Vigiló a la pareja y no dijo esta boca es mía.
Polly sabía que la vigilaban; sin
embargo, el persistente silencio de su madre no podía interpretarse
erróneamente. No había existido complicidad manifiesta entre la madre y la
hija, connivencia de ninguna clase; pero aunque los huéspedes empezaban a
hablar del asunto, la señora Mooney continuaba sin intervenir. Polly empezó a
volverse un poco rara en su comportamiento, y el joven, evidentemente, andaba
desazonado. Por fin, cuando estimó que era el momento oportuno, la señora
Mooney intervino. Contendió con los problemas morales como cuchilla con la
carne; y en aquel caso concreto había tomado ya su decisión.
Era una luminosa mañana de
principios de verano, prometedora de calor, mas con un soplo de brisa fresca.
Todas las ventanas de la pensión estaban abiertas y las cortinas de encaje se
inflaban suavemente hacia la calle bajo las vidrieras levantadas. Era domingo.

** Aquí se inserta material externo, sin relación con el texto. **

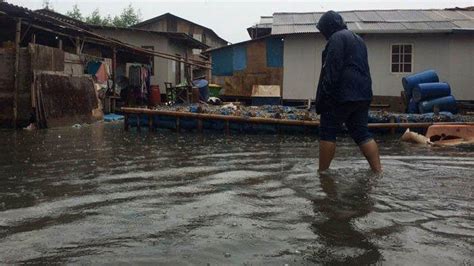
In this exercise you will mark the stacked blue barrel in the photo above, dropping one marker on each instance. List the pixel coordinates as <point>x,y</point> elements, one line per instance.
<point>425,94</point>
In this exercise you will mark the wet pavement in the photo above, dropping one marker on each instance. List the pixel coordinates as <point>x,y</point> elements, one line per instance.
<point>99,195</point>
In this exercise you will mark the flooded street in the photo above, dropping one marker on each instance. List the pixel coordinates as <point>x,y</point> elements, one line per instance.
<point>97,194</point>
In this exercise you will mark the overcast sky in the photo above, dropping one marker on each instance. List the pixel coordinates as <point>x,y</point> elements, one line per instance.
<point>229,19</point>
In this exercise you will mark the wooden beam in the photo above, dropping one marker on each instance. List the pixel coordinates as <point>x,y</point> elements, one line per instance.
<point>261,120</point>
<point>17,72</point>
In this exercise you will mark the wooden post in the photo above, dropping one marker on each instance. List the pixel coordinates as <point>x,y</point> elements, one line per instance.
<point>227,128</point>
<point>392,130</point>
<point>125,122</point>
<point>209,71</point>
<point>200,125</point>
<point>78,46</point>
<point>17,72</point>
<point>138,123</point>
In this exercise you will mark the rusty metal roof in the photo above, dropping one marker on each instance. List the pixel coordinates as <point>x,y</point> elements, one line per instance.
<point>381,21</point>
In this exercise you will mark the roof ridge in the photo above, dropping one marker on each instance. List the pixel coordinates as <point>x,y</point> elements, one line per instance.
<point>374,10</point>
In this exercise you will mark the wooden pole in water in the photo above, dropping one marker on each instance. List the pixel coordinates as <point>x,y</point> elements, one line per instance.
<point>114,70</point>
<point>200,125</point>
<point>17,72</point>
<point>150,123</point>
<point>138,123</point>
<point>125,121</point>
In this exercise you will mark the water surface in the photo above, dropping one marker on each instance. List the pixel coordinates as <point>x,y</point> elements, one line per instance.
<point>96,194</point>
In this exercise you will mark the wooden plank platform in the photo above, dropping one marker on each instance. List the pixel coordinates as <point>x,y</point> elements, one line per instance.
<point>128,111</point>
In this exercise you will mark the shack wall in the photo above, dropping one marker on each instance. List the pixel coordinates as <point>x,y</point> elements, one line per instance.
<point>237,68</point>
<point>160,43</point>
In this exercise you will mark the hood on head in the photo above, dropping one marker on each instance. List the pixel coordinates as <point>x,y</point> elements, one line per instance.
<point>330,23</point>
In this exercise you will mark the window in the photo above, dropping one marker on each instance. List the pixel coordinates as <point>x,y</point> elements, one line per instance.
<point>402,58</point>
<point>152,59</point>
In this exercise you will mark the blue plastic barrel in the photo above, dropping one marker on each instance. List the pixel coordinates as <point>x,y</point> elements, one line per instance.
<point>425,91</point>
<point>446,104</point>
<point>409,82</point>
<point>203,86</point>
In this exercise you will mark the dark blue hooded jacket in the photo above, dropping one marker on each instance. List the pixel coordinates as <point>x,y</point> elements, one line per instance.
<point>345,74</point>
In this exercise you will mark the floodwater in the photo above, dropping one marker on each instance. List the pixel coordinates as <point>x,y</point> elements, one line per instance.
<point>99,195</point>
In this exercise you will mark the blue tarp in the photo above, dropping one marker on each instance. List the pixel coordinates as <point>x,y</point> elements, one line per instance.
<point>274,52</point>
<point>222,62</point>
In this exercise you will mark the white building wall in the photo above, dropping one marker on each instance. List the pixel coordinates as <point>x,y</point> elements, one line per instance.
<point>451,55</point>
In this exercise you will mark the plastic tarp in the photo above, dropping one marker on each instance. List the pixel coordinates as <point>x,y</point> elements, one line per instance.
<point>274,52</point>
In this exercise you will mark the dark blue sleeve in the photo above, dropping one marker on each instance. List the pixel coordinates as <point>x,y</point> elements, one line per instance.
<point>334,63</point>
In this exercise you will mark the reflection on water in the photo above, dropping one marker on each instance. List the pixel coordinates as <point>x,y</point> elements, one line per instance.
<point>97,194</point>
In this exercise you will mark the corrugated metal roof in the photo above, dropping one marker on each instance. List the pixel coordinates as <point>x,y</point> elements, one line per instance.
<point>368,16</point>
<point>379,21</point>
<point>465,24</point>
<point>349,16</point>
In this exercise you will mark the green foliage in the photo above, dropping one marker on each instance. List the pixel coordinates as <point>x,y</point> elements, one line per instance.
<point>127,18</point>
<point>75,13</point>
<point>96,19</point>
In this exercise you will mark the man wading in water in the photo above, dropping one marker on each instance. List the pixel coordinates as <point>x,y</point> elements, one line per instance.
<point>344,91</point>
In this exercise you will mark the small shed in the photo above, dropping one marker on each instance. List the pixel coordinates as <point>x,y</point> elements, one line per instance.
<point>238,67</point>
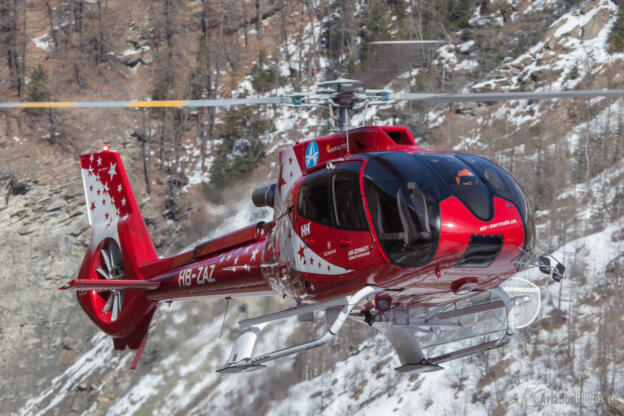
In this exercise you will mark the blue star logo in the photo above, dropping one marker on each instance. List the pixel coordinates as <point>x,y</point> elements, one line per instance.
<point>311,155</point>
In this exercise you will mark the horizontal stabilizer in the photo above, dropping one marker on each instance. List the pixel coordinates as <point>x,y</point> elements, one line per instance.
<point>101,284</point>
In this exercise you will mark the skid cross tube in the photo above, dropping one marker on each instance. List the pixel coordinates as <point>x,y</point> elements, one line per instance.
<point>241,358</point>
<point>509,332</point>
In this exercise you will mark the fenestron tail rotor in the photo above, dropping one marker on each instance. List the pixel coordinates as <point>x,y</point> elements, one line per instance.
<point>112,268</point>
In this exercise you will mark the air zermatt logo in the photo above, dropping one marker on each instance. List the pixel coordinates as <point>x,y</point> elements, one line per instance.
<point>311,155</point>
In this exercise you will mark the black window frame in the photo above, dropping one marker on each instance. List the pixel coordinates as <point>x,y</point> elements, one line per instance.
<point>329,175</point>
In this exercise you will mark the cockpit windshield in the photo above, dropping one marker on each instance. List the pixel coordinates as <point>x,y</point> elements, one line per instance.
<point>403,196</point>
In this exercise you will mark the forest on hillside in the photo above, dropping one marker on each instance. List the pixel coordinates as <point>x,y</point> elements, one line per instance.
<point>192,170</point>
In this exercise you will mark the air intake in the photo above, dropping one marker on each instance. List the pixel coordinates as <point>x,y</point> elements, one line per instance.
<point>482,250</point>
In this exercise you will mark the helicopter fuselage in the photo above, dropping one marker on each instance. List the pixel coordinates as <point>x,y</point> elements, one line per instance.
<point>428,227</point>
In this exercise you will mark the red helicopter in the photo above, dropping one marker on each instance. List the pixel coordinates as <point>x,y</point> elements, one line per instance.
<point>367,225</point>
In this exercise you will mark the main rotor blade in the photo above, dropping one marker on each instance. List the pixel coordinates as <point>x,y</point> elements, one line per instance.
<point>506,96</point>
<point>149,104</point>
<point>407,42</point>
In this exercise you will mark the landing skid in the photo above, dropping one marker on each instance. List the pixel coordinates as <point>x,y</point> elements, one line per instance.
<point>242,358</point>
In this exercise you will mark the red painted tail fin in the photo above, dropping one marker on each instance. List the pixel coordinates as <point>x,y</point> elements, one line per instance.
<point>120,244</point>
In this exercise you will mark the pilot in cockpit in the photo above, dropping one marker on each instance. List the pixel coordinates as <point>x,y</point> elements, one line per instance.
<point>466,178</point>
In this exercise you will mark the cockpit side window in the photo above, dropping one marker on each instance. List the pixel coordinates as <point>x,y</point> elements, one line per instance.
<point>347,198</point>
<point>333,198</point>
<point>315,198</point>
<point>403,197</point>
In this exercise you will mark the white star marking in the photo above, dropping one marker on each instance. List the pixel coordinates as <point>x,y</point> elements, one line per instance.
<point>253,254</point>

El campanario de San Jorge repicaba sin cesar, y los fieles, solos o en grupos,
cruzaban la pequeña glorieta que se extiende ante la iglesia, dejando ver de
intento su propósito en el pío recogimiento con que iban no menos que en los
libritos que llevaban en sus manos enguantadas. En la pensión habían terminado
de desayunar, y aún estaban los platos en la mesa con amarillas rebañaduras de
huevo, piltrafas y cortezas de tocino. La señora Mooney, sentada en el sillón
de mimbre, vigilaba a la criada Mary que estaba retirando las cosas del
desayuno. Le mandó recoger las cortezas y mendrugos de pan que servirían para
hacer el budín del martes. Una vez despejada la mesa, recogidos los mendrugos,
guardados bajo llave y candado el azúcar y la mantequilla, la dueña de la
pensión se puso a reconstruir la entrevista que había tenido con Polly la noche
de la víspera. Todo era, en efecto, como ella sospechaba: se había mostrado
franca en sus preguntas, y Polly no lo había sido menos en sus respuestas. Las
dos pasaron su apuro, desde luego. Ella por deseo de no recibir la noticia de
una manera demasiado franca y desconsiderada, ni parecer que había hecho la
vista gorda, y Polly no sólo porque las alusiones de ese género siempre se lo
causaban, sino también porque no quería dar pie a la sospecha de que ella, en
su sabia inocencia, había adivinado la intención oculta tras la tolerancia de
su madre.
Cuando advirtió, en su
ensimismamiento, que las campanas de San Jorge habían dejado de tocar, la señora
Mooney echó una mirada instintiva al relojito dorado que había sobre la repisa
de la chimenea. Pasaban diecisiete minutos de las once: tenía tiempo más que de
sobra de solventar el asunto con el señor Doran y plantarse antes de las doce
en la calle Marlborough. Estaba segura de su triunfo. Para empezar, tenía de su
parte todo el peso de la opinión social: era una madre agraviada. Había
permitido al seductor vivir bajo su techo, dando por supuesto que era hombre de
honor, y él había abusado de su hospitalidad. Tenía treinta y cuatro o treinta
y cinco años, de modo que no podía alegarse como excusa la irreflexión de la
juventud; tampoco podía ser disculpa la ignorancia, ya que era hombre con
sobrado conocimiento del mundo. Sencillamente se había aprovechado de la
juventud y la inexperiencia de Polly; eso era evidente. ¿Qué reparación estaría
dispuesto a hacer? He aquí el problema.
En tales casos se debe siempre
una reparación. Para el varón todo marcha sobre ruedas: puede largarse tan
fresco, después de haberse holgado, como si no hubiera ocurrido nada, pero la
chica tiene que pagar el precio. Algunas madres se avenían a componendas
mediante sumas de dinero; había conocido casos. Pero ella no haría tal cosa.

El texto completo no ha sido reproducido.